Let $f(z)=z^5-3iz^2+2z-1+i$. Evaluate the integral of $\frac{f'(z)}{f(z)}$ around a contour $C$ where $C$ encloses all the zeroes of $f$.
I'm not sure what to do here. It seems unlikely I should be expected to find the roots of $f$ so as to use the residue theorem
This is a more detailed hint than what I provided in comments, since I just confirmed the direction I had in mind actually works.
Given $z_0$ (some root of $f$ with multiplicity $m$) write $f(z) = (z-z_0)^m g(z)$, for some polynomial $g$ which is nonzero at $z_0$.
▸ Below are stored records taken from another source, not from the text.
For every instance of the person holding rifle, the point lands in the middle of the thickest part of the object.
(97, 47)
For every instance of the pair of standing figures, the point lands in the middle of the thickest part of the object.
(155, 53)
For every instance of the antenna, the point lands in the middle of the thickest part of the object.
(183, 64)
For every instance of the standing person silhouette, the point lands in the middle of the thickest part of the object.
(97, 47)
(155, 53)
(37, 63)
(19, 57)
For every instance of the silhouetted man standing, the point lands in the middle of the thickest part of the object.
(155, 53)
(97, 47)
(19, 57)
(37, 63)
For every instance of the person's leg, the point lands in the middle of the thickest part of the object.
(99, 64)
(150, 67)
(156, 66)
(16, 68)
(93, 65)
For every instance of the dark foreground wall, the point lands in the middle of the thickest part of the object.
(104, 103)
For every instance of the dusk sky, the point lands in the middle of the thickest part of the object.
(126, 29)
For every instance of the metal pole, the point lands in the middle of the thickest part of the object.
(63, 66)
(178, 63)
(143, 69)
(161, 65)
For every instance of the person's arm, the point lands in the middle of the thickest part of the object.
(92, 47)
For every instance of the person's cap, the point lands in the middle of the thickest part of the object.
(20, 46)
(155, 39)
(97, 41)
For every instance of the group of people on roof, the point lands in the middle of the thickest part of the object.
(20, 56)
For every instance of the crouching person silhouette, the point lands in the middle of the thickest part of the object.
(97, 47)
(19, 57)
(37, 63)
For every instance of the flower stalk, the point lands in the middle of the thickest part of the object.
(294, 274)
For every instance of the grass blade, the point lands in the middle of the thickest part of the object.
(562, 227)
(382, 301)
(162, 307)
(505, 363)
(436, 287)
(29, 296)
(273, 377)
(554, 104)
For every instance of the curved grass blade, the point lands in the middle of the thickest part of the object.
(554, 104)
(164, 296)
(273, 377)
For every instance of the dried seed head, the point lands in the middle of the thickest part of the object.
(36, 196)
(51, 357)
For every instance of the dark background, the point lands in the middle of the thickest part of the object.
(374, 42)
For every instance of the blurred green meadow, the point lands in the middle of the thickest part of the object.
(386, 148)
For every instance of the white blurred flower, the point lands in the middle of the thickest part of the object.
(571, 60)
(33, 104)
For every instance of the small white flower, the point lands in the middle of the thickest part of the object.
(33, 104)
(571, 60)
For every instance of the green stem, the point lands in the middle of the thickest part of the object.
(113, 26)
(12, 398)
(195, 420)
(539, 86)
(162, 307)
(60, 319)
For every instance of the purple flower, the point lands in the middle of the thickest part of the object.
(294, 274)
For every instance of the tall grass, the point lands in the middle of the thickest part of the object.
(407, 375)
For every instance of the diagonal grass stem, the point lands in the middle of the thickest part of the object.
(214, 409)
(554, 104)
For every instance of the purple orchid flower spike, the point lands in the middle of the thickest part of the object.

This should aid you in first prooving that all the poles of $\frac{f'(z)}{f(z)}$ are simple, then evaluating the limit you will then know is the residue at $z_0$ - happily independent of the actual value of the root.
Edit: A large, and hopefully helpful prod in the right direction.
Note that: $$f'(z) = m(z-z_0)^{m-1} g(z)+(z-z_0)^m g'(z) = (z-z_0)^{m-1} (m g(z)+(z-z_0)g'(z))$$
Thus $$\frac{f'(z)}{f(z)} = \frac{(z-z_0)^{m-1} (m g(z)+(z-z_0)g'(z))}{(z-z_0)^m g(z)} = \frac{m g(z)+(z-z_0)g'(z)}{(z-z_0) g(z)} = \frac{m}{z-z_0}+\frac{g'(z)}{g(z)}$$
Perhaps you can take it from here.